Right in the middle of this whole, epic, soul searching situation, I just disappear.
I warn you, I can be flaky like that, lol.
But I SWEAR I had a good reason (this time).
I was almost homeless, y’all! Home. Less. Without home. Sleeping in my SUV using the dog as a pillow.
Not a good look for the kid.
So I had to handle that. And I did, never fear. I am no longer homeless, but rather in the possession of a rather cute apartment that I am currently in love with and dying to decorate. Granted, I will be too broke henceforth, now, and forever more to decorate it, but so long as I’m not Boxcar Kid-ing it, it is all good.
Expect many, MANY stories about the terrors of living alone. There are many. I have experienced them. And I moved in all of one week ago.
Circling back around to some semblance of sense, I have been thinking alot about a conversation I had a few weeks ago with Michael. I think, generally, he indulges my particular brand of crazy because, well, let’s face it most times it’s hilarious, but during what was most likely a light hearted conversation about family fails, we got on the subject of allowing people to be who they are. In a rare moment of sobriety clarity I said to him, “I have learned that people will be exactly who they are and I can’t change them, but I haven’t quite learned how to forgive them for not being what I need.”
Michael says, “Come on nah. You’re 26. It’s about time to learn that lesson.”
Hate when he’s right.
Sure, sure, he said it as nicely as blackberry messenger can allow one to come off without benefit of tone or tact. But he’s right. And it stung.

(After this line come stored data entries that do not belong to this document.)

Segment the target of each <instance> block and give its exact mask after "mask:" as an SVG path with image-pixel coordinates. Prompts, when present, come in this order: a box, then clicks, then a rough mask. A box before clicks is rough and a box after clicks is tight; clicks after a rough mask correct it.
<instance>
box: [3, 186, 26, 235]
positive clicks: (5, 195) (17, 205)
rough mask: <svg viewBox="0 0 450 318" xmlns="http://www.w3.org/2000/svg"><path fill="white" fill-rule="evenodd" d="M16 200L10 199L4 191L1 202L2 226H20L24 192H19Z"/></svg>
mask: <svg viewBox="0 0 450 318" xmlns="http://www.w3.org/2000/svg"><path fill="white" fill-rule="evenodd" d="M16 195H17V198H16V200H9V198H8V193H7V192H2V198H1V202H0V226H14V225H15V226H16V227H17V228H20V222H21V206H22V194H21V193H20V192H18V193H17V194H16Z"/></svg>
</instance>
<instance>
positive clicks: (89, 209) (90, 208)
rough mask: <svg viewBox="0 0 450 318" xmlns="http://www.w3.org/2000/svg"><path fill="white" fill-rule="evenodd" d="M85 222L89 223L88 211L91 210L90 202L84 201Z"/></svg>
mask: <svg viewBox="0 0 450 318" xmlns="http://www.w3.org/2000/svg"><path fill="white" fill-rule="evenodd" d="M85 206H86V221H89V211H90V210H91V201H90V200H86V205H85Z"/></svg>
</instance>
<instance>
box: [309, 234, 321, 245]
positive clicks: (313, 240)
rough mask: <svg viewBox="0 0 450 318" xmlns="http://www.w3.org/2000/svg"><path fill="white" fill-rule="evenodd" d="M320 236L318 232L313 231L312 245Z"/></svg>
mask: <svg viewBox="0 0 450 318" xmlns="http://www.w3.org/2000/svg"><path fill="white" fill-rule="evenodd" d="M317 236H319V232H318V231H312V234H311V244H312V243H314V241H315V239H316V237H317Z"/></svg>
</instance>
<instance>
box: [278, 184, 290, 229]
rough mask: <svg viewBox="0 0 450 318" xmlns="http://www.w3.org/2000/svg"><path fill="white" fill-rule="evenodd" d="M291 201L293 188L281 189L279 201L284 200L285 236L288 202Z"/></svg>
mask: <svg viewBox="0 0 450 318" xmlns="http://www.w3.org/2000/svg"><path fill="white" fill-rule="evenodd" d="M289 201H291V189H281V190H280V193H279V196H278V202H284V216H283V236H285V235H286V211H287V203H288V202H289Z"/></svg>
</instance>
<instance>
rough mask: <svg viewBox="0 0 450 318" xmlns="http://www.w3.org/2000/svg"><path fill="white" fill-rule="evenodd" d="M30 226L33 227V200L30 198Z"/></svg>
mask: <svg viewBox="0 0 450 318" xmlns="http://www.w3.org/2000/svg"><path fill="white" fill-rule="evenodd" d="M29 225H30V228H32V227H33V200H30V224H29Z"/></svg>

Once upon a time, I remember a friend calling me “Slayer of Everything that Moves” upon the dissolution of a friendship or relationship. It was really funny at the time, but when I started to think about it once I was sober, it’s really quite true. It usually takes me quite some time to decide that I am done with people in my life, but once I do, I am DONE. They are dead to me. Not moving. A distant mirage that I might recall for comedic effect or I might pretend never existed. It really just depends on my mood. But that is mostly because I don’t particularly thrive in the gray area.
I don’t know what to do with that friend who is no longer a friend because you can’t really trust them, but they a tree with deep roots in your history. I am never sure where to step with a lover I am no longer sleeping with who inquires about my day. I can’t handle that. I don’t know how. And in all honesty, I am not sure if I want to know how.
Not because these types of changes in relationships are particularly difficult to navigate. But rather because I am Slayer of Everything that Moves; I don’t want to be looking at a Something that use to be an Everything, being simultaneously reminded of all the good things we shared and all of the unique, intricate ways they hurt me. Rather, I want everything to STOP MOVING. So I can get up outta here.
Otherwise, I just don’t know where to put it.
Seemingly, superficially, this has worked for me up until this point. But I also recognize that there are people I can’t extract from my life, who still drive me crazy everyday and who, as Michael said, I would benefit greatly from learning to just allow them to be them, without that being in tangent to recalling how being them has meant for the injury of me.
I am gonna work on that. In the meantime though, I slay everything that moves.
That includes the varying collection of bugs I keep finding in my apartment abutting the woods. Wtf?!?!